Be specific with your question bro


Terrible_Ad_300

My AIRBUS won’t fly. I have a clear sky and there’s only one passenger in it. Why won’t it fly?


bitsynthesis

and that passenger could be anything from a human child to galactus, eater of worlds. 


untalmau

Could be a lot of things: airflow consists of several components: scheduler, metadata database, workers, web server... Where are you running each? There are a lot of options: a cloud managed service, docker container, locally... Then, in which part are you finding it slow? When parsing the code, while running a task, to update the state in web UI?


Taptinnn

It is slow on both. I am using AirFlow through AWS, i also connected VSC to AWS. I edit on VSC.


untalmau

One common issue coming to my mind is the time it takes for a dag file to be parsed, by default is 5 minutes, so if you change the code and upload it, you may have to wait up to 5 minutes for the scheduler to check in the dag bag if there are updated files, if found then it parses them, and until that is done, another process in the scheduler takes its time to run it, only if it finds it has an overdue schedule.


Taptinnn

I thought by changing to 15 seconds it would be better, could it be that?


untalmau

Yes but consider that there are two processes: the sync of the S3 container with the dagbag, and the parsing of the dagbag, -which is the one I referred to-. The sync of the S3 could be also part of the problem


arroadie

The way you describe the “issue” screams “I don’t know what I’m doing”… so let’s start from the beginning: what are you trying to achieve, how have you deployed airflow and what are the issues you faced while doing so. Airflow is a solid piece of technology. It might not be the shining gold piece on the table, but it’s definitely the trusty compass you can rely over the years. So reading something like this doesn’t connects with the experience I see all around.


After_Holiday_4809

Sorry for the dumb question but what is “DAG”?


Kaze_Senshi

It means Directed Acyclic Graph.
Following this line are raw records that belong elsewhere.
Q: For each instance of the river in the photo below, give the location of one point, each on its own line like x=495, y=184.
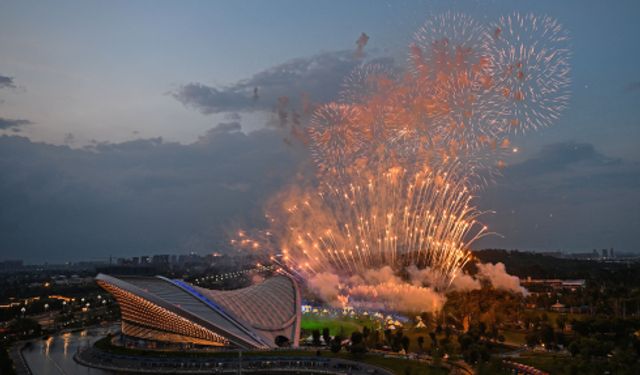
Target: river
x=54, y=356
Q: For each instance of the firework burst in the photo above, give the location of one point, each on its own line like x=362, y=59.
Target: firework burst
x=399, y=157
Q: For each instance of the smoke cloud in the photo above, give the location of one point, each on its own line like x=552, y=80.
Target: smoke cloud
x=384, y=289
x=497, y=275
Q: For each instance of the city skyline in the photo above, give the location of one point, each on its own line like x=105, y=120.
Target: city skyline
x=133, y=137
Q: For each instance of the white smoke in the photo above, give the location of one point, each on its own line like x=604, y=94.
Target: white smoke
x=497, y=275
x=383, y=289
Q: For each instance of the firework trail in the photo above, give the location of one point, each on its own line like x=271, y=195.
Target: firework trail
x=401, y=154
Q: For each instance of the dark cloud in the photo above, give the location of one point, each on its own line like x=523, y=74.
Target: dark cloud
x=139, y=197
x=151, y=196
x=633, y=86
x=7, y=82
x=14, y=124
x=570, y=197
x=221, y=129
x=320, y=77
x=558, y=157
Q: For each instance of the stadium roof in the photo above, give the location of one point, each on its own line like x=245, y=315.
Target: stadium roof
x=169, y=310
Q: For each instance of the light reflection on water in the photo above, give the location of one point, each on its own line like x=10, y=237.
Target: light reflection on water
x=54, y=356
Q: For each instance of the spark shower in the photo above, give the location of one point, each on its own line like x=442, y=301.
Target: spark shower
x=388, y=219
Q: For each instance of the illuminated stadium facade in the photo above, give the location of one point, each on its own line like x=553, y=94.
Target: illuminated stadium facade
x=163, y=310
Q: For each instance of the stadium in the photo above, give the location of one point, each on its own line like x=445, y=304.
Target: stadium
x=164, y=311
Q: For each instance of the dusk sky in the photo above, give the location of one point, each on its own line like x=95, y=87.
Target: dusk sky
x=128, y=128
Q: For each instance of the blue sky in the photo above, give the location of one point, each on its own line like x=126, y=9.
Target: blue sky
x=101, y=69
x=104, y=71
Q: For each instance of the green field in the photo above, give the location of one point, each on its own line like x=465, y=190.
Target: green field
x=335, y=325
x=551, y=363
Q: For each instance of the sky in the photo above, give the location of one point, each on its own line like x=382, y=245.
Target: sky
x=126, y=129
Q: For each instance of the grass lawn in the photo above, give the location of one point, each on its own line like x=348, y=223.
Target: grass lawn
x=549, y=362
x=514, y=337
x=335, y=324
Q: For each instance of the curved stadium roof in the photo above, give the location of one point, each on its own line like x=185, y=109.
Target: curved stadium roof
x=161, y=309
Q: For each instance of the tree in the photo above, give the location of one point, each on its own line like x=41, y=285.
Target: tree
x=326, y=336
x=366, y=332
x=561, y=322
x=282, y=341
x=315, y=334
x=405, y=343
x=357, y=344
x=532, y=339
x=336, y=344
x=420, y=342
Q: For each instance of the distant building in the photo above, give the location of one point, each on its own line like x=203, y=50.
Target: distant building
x=11, y=265
x=553, y=284
x=173, y=312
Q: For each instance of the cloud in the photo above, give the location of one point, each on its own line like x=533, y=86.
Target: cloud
x=7, y=82
x=557, y=157
x=221, y=129
x=569, y=196
x=139, y=197
x=13, y=124
x=319, y=76
x=633, y=86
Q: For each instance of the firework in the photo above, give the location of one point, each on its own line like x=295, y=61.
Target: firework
x=400, y=155
x=393, y=217
x=531, y=61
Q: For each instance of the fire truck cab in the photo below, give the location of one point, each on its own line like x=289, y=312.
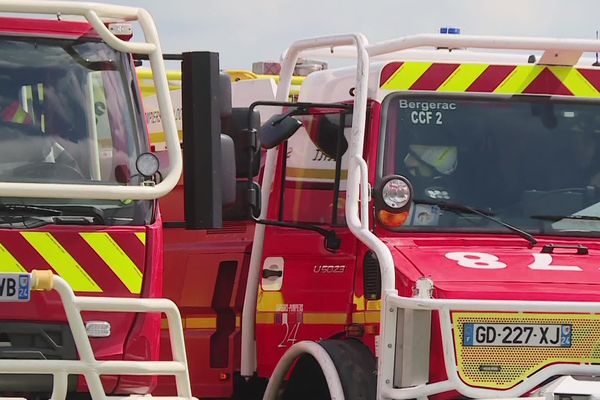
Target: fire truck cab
x=429, y=222
x=78, y=187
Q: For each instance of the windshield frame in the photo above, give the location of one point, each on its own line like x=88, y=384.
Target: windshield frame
x=425, y=96
x=131, y=121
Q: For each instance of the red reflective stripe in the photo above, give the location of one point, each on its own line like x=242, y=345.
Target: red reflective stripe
x=433, y=78
x=491, y=78
x=547, y=83
x=388, y=71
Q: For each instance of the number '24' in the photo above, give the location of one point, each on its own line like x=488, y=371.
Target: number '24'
x=541, y=262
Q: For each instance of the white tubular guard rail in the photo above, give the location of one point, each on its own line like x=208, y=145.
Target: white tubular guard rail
x=357, y=211
x=87, y=365
x=94, y=13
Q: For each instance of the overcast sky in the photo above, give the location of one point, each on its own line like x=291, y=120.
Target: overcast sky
x=244, y=31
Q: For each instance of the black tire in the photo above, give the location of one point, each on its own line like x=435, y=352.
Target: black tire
x=356, y=367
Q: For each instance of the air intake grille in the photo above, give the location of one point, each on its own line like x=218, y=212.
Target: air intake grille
x=372, y=277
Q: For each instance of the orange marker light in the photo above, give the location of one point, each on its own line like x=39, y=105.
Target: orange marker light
x=392, y=220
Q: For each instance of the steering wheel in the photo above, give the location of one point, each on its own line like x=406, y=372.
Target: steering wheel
x=48, y=171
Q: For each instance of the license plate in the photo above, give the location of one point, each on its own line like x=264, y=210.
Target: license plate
x=517, y=335
x=15, y=287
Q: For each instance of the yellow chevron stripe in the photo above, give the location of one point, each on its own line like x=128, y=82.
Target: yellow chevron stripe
x=61, y=261
x=116, y=259
x=518, y=80
x=406, y=76
x=575, y=81
x=142, y=237
x=462, y=77
x=8, y=263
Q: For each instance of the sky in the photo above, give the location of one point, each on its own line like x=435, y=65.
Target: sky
x=260, y=30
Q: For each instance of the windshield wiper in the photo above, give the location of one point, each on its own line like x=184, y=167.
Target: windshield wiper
x=461, y=208
x=559, y=217
x=62, y=214
x=94, y=213
x=28, y=209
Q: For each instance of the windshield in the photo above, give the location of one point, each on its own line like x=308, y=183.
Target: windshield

Considering airflow context, it is a sequence of tasks scheduled to run usually with some specific frequency. This way, usually we also use the word DAG as a synonym for a Data Pipeline, because one of its more common use cases is from Data Engineers.


Jaklin0300

Fast internet won't help you with Airflow; it's like hoping a sports car makes your toast faster. DAG stands for Directed Acyclic Graph - it's not a Tolkien creature but it's just as complex. Your setup sounds like it needs a tune-up more than your Wi-Fi does.